Let me add a third denomination to this faith-based constellation: interrogation deniers, i.e., individuals who hold that the enhanced interrogation techniques used against CIA detainees have never yielded useful intelligence. They, of course, cling to this view despite all evidence to the contrary, despite the testimony of four CIA directors, and despite Mr. Obama’s chief counterterrorism adviser John Brennan’s statement that there’s been “a lot of information that has come out from these interrogation procedures that the agency has in fact used against the real hard-core terrorists.”

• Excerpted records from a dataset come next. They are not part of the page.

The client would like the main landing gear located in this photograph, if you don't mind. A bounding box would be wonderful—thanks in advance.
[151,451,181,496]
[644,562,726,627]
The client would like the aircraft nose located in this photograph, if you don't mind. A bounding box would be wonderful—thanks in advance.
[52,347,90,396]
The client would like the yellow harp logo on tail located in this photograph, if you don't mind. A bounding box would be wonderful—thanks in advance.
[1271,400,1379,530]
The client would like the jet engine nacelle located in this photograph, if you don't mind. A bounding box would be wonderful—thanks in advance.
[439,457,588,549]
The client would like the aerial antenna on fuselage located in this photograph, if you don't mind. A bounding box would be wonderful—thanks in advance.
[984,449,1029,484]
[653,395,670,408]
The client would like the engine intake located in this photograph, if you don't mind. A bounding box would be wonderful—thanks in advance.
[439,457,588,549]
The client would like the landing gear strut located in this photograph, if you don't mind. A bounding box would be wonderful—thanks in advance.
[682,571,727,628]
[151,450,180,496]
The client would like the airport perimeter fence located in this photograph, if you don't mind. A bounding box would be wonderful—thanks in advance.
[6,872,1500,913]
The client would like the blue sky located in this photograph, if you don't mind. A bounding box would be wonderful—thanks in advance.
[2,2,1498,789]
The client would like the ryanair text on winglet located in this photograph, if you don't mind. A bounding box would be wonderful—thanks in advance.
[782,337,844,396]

The recent dispute over what strains of intelligence led to the killing of Osama bin Laden highlights the phenomenon. It must appear to outside observers like a theological debate over how many angels can reside on the head of a pin. So we see carefully tailored arguments designed to discount the value of enhanced interrogations: the first mention of the courier’s name came from a detainee not in CIA custody; CIA detainees gave false and misleading information about the courier; there is no way to confirm that information obtained through enhanced interrogation was the decisive intelligence that led us directly to bin Laden.

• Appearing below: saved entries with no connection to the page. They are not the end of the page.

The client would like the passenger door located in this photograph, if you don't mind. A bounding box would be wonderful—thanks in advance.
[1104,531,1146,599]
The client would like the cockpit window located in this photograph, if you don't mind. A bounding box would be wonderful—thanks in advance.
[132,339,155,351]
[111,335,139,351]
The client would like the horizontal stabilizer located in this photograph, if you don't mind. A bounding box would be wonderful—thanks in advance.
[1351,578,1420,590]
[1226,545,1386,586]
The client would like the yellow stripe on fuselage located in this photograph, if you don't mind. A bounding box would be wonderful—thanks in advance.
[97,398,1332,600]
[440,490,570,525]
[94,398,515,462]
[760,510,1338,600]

All fair enough as far as they go. But let the record show that when I was first briefed in 2007 about the brightening prospect of pursuing bin Laden through his courier network, a crucial component of the briefing was information provided by three CIA detainees, all of whom had been subjected to some form of enhanced interrogation. One of the most alerting pieces of evidence was that two of the detainees who had routinely been cooperative and truthful (after they had undergone enhanced techniques) were atypically denying apparent factual data—a maneuver taken as a good sign that the CIA was on to something important.